The Mudcat Café TM
Thread #121006   Message #2639743
Posted By: Joe Offer
24-May-09 - 03:45 AM
Thread Name: BS: Child abuse in Ireland
Subject: RE: BS: Child abuse in Ireland
Ah, it's interesting. Here, I'm accused of "looking the other way" and yet many people (mostly conservative lay people) within the Catholic Church condemn me because I question what goes on, and don't give respect to anyone in the church unless they deserve it. I remember one guy who read me the Riot Act because I dared to criticize John Paul II for his writing style (actually, I'm far more critical of JPII than that). I've been called a "cafeteria Catholic" because I don't take everything hook, line, and sinker. Still, most of my experience in the Catholic Church has been very positive.

But with eight years of seminary training and forty years of work in the Catholic Church as a volunteer, I know what's going on - and yes, I am very critical of problems within the Catholic Church, and I've spent a lot of time studying those problems and working to resolve some of them. There's an American Website called http://bishopaccountability.org/ that has a database of priests and other church employees who have been accused of child molestation. I went to school with several of those accused in Milwaukee. Some were "strange" when they were in school, and some were not. I don't know that I would have predicted that any of them would be child molesters, although I knew a few of them very well. I'm not sure anybody can predict who will commit crimes against children, and who will not.

My experience of the Catholic Church in Ireland is limited, although I know dozens of Irish-born priests and nuns who work in the U.S., and I spent two weeks in Ireland and went to Mass in a different church every day that I was there. It was my responsibility to deal with the personnel in each church to make arrangements for our chaplain to celebrate Mass, so I did have significant contact with Catholic Church personnel there. My impression of the Catholic Church in Ireland was generally negative. It seemed rigid and dead, and obsequious to the clergy. I saw little of the joy and vigor and social justice concern that I've experienced in many (not all) Catholic parishes in the U.S. And I have to say that I support Barry's view - in his part of the United States (New England), the Catholic Church seems almost as repressive as it seems in Ireland. Interestingly, the Irish-born priests and nuns I know are generally a good bunch of people who do a lot of good.

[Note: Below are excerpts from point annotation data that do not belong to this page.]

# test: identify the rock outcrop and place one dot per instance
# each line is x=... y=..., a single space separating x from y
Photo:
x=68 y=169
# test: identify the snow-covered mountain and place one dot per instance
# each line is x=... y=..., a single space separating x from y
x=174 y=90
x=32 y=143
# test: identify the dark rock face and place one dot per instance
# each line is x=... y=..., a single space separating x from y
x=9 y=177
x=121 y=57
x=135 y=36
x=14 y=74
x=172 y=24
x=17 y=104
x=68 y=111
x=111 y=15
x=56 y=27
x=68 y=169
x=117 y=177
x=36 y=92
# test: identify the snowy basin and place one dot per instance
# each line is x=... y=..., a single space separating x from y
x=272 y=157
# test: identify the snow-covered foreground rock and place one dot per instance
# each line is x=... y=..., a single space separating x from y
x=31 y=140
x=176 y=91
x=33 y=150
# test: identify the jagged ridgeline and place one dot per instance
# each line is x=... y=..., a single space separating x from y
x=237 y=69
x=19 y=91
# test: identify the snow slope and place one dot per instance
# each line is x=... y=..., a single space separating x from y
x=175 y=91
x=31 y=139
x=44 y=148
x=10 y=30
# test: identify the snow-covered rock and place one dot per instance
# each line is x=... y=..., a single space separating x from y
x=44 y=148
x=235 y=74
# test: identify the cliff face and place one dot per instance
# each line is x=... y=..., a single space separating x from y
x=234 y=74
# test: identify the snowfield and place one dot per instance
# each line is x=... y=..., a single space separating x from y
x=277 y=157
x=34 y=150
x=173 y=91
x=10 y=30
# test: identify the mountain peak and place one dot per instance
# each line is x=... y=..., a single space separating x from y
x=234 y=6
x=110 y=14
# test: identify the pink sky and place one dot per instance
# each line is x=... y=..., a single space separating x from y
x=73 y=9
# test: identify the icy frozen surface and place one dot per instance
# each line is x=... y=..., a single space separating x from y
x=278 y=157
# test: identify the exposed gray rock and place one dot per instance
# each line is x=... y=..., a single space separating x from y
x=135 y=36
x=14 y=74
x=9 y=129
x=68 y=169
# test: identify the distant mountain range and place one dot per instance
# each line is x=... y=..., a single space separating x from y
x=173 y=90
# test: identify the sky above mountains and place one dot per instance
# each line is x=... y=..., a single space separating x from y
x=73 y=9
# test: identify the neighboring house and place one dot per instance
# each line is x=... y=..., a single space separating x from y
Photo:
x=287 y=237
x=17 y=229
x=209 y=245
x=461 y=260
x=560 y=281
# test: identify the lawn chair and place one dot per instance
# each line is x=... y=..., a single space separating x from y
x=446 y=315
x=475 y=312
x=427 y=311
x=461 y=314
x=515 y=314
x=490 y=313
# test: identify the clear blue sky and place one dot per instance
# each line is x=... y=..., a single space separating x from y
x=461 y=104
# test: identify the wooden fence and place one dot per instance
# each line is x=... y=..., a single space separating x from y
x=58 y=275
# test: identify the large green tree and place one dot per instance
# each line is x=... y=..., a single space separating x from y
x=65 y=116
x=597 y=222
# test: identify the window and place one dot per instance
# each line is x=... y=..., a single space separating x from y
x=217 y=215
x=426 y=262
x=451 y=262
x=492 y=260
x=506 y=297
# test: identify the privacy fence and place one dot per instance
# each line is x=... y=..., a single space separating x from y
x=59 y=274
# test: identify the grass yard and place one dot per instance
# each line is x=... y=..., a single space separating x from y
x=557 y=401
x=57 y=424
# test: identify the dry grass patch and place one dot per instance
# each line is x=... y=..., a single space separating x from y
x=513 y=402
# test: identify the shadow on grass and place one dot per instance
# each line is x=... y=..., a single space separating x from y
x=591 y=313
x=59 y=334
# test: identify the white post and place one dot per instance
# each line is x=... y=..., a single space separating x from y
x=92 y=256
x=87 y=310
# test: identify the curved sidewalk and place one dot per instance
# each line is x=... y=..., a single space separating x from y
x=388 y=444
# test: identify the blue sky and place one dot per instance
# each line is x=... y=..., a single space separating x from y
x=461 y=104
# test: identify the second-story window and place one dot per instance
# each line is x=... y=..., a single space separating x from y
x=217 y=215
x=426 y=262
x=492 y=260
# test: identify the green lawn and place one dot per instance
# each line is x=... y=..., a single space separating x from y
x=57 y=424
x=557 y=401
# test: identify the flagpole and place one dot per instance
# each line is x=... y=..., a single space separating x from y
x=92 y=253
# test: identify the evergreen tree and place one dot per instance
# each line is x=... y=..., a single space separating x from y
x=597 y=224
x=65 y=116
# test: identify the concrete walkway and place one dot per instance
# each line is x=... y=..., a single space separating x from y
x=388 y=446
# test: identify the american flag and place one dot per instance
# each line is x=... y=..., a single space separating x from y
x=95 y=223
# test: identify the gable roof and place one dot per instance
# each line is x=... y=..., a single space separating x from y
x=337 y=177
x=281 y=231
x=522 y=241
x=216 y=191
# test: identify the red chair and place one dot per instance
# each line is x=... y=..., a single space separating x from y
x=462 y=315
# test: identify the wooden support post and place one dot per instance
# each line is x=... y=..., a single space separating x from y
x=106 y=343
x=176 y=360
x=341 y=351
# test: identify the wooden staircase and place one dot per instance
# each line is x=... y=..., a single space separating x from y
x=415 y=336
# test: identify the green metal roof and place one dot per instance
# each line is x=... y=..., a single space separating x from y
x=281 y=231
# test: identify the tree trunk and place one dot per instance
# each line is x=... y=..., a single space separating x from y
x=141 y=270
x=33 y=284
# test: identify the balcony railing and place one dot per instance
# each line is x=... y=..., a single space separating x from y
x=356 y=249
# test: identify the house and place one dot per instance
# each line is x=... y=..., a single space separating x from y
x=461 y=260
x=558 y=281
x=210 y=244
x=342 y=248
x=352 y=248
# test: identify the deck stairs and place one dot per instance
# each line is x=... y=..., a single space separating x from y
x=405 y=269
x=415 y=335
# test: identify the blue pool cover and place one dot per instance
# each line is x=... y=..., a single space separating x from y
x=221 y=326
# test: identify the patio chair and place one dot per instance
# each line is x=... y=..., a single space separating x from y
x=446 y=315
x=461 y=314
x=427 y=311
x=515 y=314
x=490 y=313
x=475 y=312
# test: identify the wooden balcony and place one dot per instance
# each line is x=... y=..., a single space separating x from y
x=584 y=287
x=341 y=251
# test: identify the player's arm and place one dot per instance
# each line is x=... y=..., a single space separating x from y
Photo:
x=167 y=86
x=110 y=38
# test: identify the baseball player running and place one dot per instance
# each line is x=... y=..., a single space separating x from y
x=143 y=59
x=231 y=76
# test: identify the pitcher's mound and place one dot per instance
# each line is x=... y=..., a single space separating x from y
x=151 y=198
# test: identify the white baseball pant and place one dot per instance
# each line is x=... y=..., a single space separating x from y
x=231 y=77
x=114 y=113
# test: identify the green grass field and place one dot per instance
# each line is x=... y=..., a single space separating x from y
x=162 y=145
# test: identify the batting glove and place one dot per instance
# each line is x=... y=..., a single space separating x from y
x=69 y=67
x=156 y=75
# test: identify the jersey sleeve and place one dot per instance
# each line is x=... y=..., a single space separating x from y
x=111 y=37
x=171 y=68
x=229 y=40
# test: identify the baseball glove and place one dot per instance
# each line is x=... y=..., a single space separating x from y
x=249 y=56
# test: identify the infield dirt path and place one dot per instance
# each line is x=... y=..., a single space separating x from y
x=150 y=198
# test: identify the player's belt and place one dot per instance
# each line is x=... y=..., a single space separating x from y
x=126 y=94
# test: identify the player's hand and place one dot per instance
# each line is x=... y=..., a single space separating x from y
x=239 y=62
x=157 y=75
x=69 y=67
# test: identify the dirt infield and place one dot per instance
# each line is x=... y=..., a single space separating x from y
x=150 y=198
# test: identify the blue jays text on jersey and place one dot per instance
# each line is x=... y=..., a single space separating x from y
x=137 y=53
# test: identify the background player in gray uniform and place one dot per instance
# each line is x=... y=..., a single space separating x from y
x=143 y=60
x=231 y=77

Despite Fionn's claims, I'm not glib about the situation of the church-run government schools in Ireland, and I certainly don't look the other way. I've read a fair amount about the subject.

I didn't read the entire report, but I found the executive summary to be very worthwhile reading. I found the "recommendations" section to be excellent, particularly this:



The entire list of recommendations is excellent. I recommend that you read them and learn from them.

So, my point in all this is that it does little good to seek revenge or condemnation for something that happened thirty or forty years ago (I gather from the report that most of this ended in the 1960's). The best thing we can do with this systemic atrocity is to learn from it. Some of you won't like hearing this, but it was not only the Catholic Church that is to blame for this - it is all of Irish society. The stories of these institutions have been part of Irish literature for a century, so all of this must have been common knowledge - and people accepted it as "just the way it is."

I think every nation and every society is guilty of at least one systemic atrocity. In the United States, it was slavery and racism and the extermination of Native Americans. Great Britain has much to answer for its history of imperialism. Germany's atrocities are well-known. And yes, the Catholic Church IS guilty of this atrocity in Ireland, of the Spanish Inquisition, and many others.

Yes, it is very important for the current citizens or members of any nation or society to acknowledge and take responsibility for these systemic atrocities that are part of their history - and to learn from them. Unfortunately, we don't want to do that. We feel much more comfortable passing the blame on to somebody else and holding ourselves blameless. I guess that's human nature.


And in this thread, I hear lots of blame, and very little learning or desire for healing. Blame is futile - we need to move forward and realize that it is our responsibility to ensure that such atrocities do not happen again.

And Goatfell, I think you make a good point. Too often, it's easy for us to say we're not capable of abuse or other atrocities - but we all are. It happened in Ireland, and England, and Germany, and the United States - and people said, "That's the way it is." We won't solve any problems until we acknowledge that we all are responsible.